Sickle Cell Anemia Overview
Sickle Cell Anemia is a hereditary blood disorder in which red blood cells contort into sickle shapes and rapidly break down due to insufficient oxygen caused by abnormal hemoglobin. Since the blood cells die prematurely, there is a consistent shortage of healthy red blood cells. This shortage is called anemia. The sickled cells often block blood flow resulting in debilitating pain episodes. Typical symptoms consist of extreme, chronic pain and fatigue; Sickle Cell Anemia also leads to other serious health complications such as acute chest syndrome, splenomegaly, cholecystitis, and stroke.

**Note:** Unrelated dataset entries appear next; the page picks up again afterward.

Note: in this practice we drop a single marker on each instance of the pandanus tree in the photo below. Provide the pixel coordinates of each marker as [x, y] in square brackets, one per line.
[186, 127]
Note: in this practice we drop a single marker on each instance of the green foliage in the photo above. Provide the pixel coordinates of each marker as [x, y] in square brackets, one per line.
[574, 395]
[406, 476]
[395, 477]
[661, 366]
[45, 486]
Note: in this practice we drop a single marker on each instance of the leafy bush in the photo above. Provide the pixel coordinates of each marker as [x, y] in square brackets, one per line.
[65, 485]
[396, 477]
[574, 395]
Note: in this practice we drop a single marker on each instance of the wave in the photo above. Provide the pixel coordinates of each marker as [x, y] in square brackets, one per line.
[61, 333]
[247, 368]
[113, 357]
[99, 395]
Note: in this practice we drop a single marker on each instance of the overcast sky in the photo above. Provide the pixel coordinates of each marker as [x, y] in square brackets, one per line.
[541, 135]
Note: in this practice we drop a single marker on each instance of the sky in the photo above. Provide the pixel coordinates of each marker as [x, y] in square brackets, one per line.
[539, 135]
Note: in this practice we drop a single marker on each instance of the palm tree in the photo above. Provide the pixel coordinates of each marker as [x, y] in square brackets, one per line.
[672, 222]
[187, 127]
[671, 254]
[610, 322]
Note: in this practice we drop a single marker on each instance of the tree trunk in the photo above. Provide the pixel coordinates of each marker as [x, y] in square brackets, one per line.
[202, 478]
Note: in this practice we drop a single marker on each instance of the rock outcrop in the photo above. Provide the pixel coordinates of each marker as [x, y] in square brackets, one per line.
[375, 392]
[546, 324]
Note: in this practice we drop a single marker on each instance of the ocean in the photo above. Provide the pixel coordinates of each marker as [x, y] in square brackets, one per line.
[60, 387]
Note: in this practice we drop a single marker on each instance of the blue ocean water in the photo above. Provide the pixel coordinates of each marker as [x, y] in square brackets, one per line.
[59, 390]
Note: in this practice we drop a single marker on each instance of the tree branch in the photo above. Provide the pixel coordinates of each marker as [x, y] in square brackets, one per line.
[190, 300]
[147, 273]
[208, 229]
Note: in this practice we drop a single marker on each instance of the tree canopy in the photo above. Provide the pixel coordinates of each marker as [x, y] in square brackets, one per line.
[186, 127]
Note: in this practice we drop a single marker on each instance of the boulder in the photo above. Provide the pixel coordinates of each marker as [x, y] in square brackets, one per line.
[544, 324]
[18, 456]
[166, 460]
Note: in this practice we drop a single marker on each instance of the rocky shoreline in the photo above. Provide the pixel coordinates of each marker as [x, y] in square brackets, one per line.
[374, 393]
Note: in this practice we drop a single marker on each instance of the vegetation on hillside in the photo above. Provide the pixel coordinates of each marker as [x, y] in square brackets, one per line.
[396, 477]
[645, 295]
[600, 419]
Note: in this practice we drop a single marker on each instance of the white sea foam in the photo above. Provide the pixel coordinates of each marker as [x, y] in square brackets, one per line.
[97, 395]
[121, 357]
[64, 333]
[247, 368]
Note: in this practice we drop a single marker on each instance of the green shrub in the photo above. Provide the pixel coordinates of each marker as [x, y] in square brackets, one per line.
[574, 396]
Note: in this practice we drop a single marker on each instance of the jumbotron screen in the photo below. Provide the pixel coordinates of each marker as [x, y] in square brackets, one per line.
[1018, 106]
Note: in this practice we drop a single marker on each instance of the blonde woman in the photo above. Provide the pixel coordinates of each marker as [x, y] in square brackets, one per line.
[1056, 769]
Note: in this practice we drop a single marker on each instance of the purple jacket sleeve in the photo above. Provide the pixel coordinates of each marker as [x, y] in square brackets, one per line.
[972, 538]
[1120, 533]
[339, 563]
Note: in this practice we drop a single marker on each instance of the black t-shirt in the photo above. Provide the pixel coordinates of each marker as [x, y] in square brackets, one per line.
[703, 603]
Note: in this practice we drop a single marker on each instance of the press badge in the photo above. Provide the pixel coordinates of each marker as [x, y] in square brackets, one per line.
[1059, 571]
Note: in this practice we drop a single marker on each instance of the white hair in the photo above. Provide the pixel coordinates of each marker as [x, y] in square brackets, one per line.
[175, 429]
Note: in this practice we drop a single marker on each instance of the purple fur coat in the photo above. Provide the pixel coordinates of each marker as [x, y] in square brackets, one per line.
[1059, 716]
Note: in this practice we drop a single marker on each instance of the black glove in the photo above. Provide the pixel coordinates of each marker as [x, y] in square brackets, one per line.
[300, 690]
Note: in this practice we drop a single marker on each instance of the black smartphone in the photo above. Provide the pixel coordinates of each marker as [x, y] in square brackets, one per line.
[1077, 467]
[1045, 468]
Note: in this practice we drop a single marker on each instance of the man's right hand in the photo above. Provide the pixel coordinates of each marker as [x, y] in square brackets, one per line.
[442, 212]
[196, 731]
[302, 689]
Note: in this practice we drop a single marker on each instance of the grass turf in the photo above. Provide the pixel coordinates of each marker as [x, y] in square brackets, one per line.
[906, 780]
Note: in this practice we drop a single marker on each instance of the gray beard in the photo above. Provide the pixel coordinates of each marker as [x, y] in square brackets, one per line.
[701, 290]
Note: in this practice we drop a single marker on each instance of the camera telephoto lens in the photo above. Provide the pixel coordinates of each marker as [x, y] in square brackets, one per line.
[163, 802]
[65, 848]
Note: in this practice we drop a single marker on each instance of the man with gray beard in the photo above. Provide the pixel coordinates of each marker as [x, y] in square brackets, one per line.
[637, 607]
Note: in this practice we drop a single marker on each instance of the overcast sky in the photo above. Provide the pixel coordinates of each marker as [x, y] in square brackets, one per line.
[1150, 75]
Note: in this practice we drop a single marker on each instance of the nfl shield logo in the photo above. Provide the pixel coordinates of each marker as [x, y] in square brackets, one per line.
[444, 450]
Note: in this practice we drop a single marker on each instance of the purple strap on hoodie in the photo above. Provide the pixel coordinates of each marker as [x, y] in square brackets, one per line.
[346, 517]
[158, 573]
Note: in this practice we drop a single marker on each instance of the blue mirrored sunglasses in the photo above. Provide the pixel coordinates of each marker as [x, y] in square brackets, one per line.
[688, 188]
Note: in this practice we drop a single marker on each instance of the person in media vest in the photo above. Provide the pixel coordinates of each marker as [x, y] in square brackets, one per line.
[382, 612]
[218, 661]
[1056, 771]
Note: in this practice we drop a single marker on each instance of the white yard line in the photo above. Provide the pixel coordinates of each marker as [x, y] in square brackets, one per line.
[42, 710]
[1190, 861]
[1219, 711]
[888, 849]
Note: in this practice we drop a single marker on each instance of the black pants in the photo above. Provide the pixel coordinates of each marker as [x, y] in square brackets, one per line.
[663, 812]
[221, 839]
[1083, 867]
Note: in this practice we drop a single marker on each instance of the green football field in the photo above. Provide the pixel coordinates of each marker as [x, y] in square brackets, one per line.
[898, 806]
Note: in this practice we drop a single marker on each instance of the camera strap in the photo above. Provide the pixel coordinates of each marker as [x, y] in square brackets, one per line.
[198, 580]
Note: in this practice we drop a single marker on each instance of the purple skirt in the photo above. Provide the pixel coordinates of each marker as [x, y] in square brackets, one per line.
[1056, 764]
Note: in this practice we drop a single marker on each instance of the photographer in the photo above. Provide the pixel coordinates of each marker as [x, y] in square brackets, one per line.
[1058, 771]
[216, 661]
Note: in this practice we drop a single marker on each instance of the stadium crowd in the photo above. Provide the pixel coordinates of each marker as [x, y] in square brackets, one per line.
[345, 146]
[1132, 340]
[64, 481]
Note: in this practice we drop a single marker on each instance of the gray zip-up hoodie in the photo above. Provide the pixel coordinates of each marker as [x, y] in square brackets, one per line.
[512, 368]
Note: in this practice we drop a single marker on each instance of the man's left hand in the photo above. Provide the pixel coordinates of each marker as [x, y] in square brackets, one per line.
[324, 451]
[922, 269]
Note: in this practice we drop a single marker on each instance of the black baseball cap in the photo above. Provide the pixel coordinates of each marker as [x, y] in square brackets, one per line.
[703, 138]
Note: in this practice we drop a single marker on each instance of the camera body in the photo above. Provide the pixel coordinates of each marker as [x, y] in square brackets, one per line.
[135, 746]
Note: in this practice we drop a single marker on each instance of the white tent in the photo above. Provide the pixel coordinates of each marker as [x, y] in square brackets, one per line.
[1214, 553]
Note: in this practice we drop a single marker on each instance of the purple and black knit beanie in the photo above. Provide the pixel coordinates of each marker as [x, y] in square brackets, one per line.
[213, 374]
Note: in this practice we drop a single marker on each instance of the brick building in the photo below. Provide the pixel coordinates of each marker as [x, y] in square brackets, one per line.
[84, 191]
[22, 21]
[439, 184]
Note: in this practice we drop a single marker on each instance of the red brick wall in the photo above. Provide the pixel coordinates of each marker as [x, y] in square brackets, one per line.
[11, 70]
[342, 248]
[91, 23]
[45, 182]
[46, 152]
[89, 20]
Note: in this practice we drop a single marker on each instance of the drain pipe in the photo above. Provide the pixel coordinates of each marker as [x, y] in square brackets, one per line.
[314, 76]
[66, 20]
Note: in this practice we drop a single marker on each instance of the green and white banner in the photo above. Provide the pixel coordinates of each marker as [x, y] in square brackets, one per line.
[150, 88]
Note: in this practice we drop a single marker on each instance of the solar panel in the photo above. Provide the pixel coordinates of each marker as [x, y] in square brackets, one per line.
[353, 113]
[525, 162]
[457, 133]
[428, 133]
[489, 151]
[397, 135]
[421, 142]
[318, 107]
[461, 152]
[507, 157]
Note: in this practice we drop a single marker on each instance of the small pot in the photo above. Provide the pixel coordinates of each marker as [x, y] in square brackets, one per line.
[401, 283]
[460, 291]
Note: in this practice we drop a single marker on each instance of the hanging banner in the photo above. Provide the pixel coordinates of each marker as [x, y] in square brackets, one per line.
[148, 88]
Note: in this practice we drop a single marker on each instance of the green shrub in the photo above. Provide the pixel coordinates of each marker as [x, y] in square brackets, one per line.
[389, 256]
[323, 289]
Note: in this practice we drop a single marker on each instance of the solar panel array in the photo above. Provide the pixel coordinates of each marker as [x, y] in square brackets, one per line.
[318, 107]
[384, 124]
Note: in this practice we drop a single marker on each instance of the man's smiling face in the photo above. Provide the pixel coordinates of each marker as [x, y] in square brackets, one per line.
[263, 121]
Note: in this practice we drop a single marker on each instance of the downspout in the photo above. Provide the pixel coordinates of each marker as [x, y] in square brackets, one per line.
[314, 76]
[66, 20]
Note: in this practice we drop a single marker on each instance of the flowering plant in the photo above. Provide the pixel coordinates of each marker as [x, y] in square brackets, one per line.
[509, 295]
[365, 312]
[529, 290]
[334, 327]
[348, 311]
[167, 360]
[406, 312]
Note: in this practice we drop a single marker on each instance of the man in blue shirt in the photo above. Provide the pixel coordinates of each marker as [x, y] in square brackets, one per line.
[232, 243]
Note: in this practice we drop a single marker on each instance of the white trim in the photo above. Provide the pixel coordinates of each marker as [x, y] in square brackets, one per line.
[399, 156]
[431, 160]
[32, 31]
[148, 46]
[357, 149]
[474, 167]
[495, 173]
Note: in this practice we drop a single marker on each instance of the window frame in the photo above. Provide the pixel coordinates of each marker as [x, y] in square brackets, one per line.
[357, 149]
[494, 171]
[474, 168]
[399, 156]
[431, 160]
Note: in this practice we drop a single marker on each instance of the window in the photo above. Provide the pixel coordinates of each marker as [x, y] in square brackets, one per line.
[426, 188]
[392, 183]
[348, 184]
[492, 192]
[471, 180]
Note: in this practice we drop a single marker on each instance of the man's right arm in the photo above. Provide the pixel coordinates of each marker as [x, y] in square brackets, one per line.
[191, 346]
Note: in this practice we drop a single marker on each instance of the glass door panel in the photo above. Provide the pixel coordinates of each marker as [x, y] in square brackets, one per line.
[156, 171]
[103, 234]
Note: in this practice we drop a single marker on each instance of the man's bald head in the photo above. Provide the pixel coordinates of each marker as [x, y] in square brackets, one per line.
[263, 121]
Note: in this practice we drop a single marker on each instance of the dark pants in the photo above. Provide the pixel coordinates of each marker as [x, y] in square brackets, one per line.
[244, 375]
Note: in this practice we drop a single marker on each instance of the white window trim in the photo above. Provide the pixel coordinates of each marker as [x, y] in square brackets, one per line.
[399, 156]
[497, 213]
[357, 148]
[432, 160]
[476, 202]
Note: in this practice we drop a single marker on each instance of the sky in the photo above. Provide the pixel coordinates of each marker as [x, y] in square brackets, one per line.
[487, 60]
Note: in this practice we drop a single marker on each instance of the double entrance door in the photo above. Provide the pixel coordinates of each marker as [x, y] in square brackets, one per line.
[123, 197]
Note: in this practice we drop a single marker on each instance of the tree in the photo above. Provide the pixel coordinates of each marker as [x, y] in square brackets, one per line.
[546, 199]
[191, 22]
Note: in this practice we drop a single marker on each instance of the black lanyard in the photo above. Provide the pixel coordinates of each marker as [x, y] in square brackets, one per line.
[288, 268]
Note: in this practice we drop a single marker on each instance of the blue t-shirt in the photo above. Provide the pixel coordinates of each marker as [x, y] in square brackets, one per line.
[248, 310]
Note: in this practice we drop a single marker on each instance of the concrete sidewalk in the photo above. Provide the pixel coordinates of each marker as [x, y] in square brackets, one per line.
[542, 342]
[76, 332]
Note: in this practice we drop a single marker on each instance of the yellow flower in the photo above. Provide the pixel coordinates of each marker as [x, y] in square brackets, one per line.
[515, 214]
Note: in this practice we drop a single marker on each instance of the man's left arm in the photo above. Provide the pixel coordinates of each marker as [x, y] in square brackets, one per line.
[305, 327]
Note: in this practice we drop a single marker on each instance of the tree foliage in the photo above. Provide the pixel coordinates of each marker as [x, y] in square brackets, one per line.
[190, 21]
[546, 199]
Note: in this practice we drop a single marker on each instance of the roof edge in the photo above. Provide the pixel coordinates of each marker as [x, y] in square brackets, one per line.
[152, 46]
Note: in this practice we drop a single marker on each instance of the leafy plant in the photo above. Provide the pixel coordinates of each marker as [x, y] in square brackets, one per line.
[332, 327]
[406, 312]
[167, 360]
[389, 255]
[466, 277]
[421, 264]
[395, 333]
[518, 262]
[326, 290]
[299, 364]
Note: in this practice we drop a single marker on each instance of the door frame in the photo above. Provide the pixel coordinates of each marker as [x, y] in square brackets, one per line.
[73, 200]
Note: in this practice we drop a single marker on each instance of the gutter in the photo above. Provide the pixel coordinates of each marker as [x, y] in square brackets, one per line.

Mast Cell and Hyperalgesia Constriction from Cannabinoids
Treatments for Sickle Cell Anemia range from risky bone-marrow transplants to blood transfusions and medication - namely opioids which activates mast cells. Inflammation, vascular dysfunction and direct neural injury may also initiate sickle cell pain. Hematology articles suggest that targeting cannabinoid receptors could effectively reduce vascular irritation, neurogenic inflammation, and mast cell activation which conducts pain associated with Sickle Cell Anemia. Cutaneous hyperalgesia and musculoskeletal pain due to physical, hot and cold stimuli compiles the pain phenotype experienced by patients with Sickle Cell Anemia. Observations displayed sustainable analgesia with the use of cannabinoids which is very promising for the use of CBD as a possible treatment .
Another European study demonstrated how acute doses of cannabinoids appear to weaken deep tissue and mechanical hyperalgesia in sickle mice models; results also implied an absence of physical tolerance to cannabinoid analgesia. Weak mast cell activation appears to be a result of cannabinoid treatment with a related decrease of the protein Tryptase, neuropeptides, and cytokine enzymes releasing from the skin and cutaneous blood flow. This outcome presented a significant increase in the flow of blood within sickle cell patients.